Todos los invitados estaban bajo el agua que ya ahogaba su último suspiro. Las tres vírgenes flotaron sobre las olas y alabaron a Dios.

Sin embargo, cuando el buen rey Grallón, montado en su burro, estuvo en la cima de la montaña, se volvió para mirar a su ciudad capital, la más hermosa, la más grande, la más noble de las ciudades iluminadas por el sol. No vio nada más, el buen rey Grallon: ni torres, ni campanarios, ni terrazas, ni cúpulas doradas, ni murallas dentadas como festones. En cambio, era el mar, tranquilo y mudo; porque la tormenta había amainado de repente, y el océano estaba desplegando un inmenso sudario sobre la ciudad muerta.

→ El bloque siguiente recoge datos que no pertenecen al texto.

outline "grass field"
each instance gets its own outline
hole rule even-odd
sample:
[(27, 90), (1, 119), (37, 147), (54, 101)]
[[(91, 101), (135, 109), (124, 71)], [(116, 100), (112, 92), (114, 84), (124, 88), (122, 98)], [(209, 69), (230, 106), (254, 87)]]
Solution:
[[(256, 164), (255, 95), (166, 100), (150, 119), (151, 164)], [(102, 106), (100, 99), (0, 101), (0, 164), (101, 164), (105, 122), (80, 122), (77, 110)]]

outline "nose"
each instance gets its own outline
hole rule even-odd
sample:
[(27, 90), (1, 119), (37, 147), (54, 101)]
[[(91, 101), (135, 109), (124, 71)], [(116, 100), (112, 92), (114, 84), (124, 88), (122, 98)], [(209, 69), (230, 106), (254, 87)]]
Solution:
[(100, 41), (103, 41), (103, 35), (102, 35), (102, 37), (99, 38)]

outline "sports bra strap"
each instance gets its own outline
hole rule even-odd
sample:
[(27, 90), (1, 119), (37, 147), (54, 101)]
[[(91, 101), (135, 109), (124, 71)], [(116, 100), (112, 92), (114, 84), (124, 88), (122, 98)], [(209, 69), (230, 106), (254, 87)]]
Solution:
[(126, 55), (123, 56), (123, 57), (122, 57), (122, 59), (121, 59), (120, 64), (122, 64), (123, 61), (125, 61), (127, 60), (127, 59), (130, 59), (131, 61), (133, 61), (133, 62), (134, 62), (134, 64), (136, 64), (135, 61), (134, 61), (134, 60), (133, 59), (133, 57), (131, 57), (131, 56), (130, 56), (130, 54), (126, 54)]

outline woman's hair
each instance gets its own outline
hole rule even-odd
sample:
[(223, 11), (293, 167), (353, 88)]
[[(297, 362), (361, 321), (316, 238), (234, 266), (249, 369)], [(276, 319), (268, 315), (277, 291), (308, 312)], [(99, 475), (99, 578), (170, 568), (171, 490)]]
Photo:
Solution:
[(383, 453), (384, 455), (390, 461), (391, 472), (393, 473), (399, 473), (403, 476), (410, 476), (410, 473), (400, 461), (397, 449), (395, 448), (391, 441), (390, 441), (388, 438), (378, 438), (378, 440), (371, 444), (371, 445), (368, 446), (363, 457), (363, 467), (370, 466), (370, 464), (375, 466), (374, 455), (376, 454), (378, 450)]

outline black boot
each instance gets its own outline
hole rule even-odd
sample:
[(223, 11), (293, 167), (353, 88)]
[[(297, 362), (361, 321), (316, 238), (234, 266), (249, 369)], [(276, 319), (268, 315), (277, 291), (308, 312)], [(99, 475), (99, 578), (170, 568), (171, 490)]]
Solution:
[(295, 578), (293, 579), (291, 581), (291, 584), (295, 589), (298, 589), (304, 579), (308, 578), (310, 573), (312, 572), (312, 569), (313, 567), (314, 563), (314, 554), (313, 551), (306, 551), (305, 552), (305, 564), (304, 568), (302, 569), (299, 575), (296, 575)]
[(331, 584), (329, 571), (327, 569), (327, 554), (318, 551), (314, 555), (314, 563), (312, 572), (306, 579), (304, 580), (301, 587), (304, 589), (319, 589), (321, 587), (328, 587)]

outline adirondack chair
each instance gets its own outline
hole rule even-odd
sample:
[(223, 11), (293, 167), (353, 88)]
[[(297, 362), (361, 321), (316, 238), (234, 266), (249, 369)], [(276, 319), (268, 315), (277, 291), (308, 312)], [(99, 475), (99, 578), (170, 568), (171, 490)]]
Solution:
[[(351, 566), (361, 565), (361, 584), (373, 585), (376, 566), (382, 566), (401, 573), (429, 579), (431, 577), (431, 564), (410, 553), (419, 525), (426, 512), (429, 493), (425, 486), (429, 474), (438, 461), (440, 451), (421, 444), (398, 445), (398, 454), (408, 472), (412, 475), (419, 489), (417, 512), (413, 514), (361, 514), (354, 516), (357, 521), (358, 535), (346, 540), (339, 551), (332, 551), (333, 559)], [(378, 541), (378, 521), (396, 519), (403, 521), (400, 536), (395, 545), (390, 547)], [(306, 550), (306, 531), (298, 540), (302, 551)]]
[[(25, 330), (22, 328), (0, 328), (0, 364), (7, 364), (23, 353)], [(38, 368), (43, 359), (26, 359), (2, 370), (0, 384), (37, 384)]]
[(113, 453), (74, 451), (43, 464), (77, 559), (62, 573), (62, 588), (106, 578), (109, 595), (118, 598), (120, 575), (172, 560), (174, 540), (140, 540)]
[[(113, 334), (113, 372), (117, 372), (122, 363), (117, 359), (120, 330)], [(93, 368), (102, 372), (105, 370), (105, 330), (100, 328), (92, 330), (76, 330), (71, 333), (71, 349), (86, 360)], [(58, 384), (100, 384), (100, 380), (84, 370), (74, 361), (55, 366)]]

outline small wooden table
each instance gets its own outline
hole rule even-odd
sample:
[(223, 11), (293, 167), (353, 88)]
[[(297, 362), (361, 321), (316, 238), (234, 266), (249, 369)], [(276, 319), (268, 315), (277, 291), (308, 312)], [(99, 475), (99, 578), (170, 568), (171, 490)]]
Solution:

No quedó nada, nada, ¿me oyes, Georgette, querida hija? nada más que tres formas blancas flotando alrededor.

El rey Grallon se arrodilló y se golpeó el pecho. El burro había desaparecido: pero cuando el rey Grallon se levantó, encontró a San Guénolé cerca de él, con la aureola alrededor de su frente calva y la larga barba gris cayendo sobre su pecho.

Ambos se acercaron a la playa, para ver estos objetos blancos flotando sobre el desastre.

Era una estrella del cielo, una flor de la tierra y un vapor del agua.

La estrellita, que aparece por la mañana, y que los diligentes perciben como señal de esperanza; la flor cándida, que engalana nuestros setos, colgando sus campanillas de plata del verdor de los ciruelos silvestres, la campanilla de la Virgen; vapor, finalmente, la querida nubecita que sube de la tumba húmeda, apenas cerrada, y nos vuelve a mostrar, vagamente, como en un sueño, la forma terrestre del ángel que ha subido al cielo.

La Belleza de la Noche, las tres Bellezas de la Noche: la estrella, la flor, el espíritu errante; el alma del agua, el alma de la tierra, el alma del aire; Ysol, Elle, Milla.